What anachronistic recruiting method did NASA employ to enlist its first female astronaut?
When Sally Ride was completing her doctorate in physics at Stanford in 1977, she saw an ad in the university's student newspaper encouraging men and -- for the first time -- women to apply for the NASA astronaut corps. It was literally an astronaut candidate cattle call for college science nerds. Ride applied, along with 8,000 other applicants. By 1978 she was a full-fledged astronaut candidate. In 1983, she flew aboard the space shuttle Challenger as a mission specialist for STS-7 at a mere 32 years of age -- still an American record.
Not bad for a former junior tennis star turned English major turned physics post-grad who answered a newspaper ad.

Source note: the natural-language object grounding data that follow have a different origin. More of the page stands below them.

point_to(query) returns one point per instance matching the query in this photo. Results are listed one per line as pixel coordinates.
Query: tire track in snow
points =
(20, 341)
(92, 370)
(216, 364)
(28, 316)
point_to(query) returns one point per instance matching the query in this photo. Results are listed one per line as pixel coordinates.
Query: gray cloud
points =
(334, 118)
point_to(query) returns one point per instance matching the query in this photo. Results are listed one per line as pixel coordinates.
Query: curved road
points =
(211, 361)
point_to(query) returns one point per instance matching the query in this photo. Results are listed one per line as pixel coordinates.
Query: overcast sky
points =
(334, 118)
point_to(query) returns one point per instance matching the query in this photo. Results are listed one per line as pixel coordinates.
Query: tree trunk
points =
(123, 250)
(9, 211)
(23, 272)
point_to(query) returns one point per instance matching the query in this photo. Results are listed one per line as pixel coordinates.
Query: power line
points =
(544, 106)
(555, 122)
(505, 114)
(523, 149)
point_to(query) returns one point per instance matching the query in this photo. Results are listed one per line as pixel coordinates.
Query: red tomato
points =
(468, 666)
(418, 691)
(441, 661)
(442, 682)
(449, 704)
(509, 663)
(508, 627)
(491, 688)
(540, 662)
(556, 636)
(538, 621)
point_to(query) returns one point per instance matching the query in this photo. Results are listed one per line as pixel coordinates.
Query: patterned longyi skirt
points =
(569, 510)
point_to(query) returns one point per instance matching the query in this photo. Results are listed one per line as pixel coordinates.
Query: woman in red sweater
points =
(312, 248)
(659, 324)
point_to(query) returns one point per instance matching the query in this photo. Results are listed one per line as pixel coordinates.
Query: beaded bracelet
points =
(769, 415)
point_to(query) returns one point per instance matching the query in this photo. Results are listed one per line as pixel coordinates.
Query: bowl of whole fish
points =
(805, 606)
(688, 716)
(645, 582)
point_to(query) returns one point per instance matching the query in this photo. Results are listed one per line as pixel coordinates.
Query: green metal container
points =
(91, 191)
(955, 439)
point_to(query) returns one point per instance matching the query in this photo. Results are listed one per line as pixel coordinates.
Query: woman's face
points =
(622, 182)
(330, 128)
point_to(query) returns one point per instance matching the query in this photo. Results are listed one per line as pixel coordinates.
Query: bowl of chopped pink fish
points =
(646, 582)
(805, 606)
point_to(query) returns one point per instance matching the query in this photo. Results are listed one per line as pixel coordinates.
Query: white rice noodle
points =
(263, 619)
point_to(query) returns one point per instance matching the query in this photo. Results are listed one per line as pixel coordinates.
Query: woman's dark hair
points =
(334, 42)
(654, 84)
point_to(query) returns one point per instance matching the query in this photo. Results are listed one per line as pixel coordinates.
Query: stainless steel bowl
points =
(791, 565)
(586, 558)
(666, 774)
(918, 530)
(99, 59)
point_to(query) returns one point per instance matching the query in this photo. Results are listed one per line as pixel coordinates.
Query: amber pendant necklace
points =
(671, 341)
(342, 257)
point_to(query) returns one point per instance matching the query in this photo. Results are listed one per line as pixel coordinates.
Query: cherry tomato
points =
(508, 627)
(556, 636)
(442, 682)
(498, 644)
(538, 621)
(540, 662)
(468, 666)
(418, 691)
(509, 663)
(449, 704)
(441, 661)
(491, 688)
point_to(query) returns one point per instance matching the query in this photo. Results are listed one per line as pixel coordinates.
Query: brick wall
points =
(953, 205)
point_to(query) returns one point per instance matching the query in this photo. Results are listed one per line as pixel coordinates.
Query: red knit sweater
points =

The recruitment method isn't a one-off fluke, either. Great Britain recruited its first astronaut -- chemist Helen Sharman -- with a radio ad. It seems as though mass media is a not an ineffectual method for drumming up interest in a career in astronautics, somewhat notably for women.
Fittingly, Ride's post-NASA career included the founding of an educational entity, Sally Ride Science, which encourages children -- particularly young girls -- to pursue education and careers in the sciences. Sally Ride Science Festivals encourage scientific inquiry by 5th- to 8th-grade girls, and they often earn notice by mass media publications.
That's not just some apropos application of astronautic avocation; it's a refreshing reciprocal representation of Geek Trivia.